Angry N.Korea allows S.Korean families to depart
SEOUL (Reuters) – North Korea has allowed nearly 100
visiting South Koreans to return home after delaying their
departure over objections to news reports that it had abducted
people, officials said on Thursday.
The South Koreans, several of them in their 80s and 90s,
met long-lost relatives from the communist North at a mountain
resort in a reunion that started on Monday.
They were supposed to leave on Wednesday afternoon, but
North Korea delayed their departure for about 10 hours, South
Korean officials said.
The group included three families of South Koreans believed
to have been held as prisoners of war or civilians abducted
against their will and held in the North, officials said.

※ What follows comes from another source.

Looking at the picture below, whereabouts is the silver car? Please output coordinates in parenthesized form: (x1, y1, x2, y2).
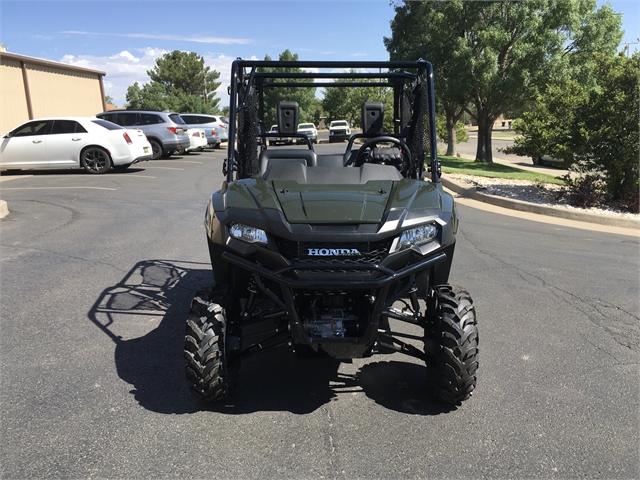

South Korean officials believe there are more than 540
South Korean POWs and 480 civilians abducted by the North who
are still alive in the country.
North Korea was angered by South Korean broadcasters who
had referred to a South Korean man as “an abductee” in a report
about him being reunited with his South Korean wife for the
first time in decades.
The North wanted him to be called a “missing person,”
according to South Korean media pool reports from the reunion.
The pool reports said North Korea demanded that one South
Korean reporter who used the term abductee in a broadcast agree
to exit the country before it would allow the South Korean
families to depart.
There is a second set of reunions from Thursday, and many
South Korean reporters are staying to cover the event.
Broadcaster SBS said in a statement that one reporter who
had raised the North’s ire had returned to the South. SBS said
it did not bow to pressure from the North but made the decision
on its own to bring the reporter back.
Because of North Korean anger over the reports, private
meetings between the families torn apart by the 1950-1953
Korean War were delayed for about seven hours on Tuesday.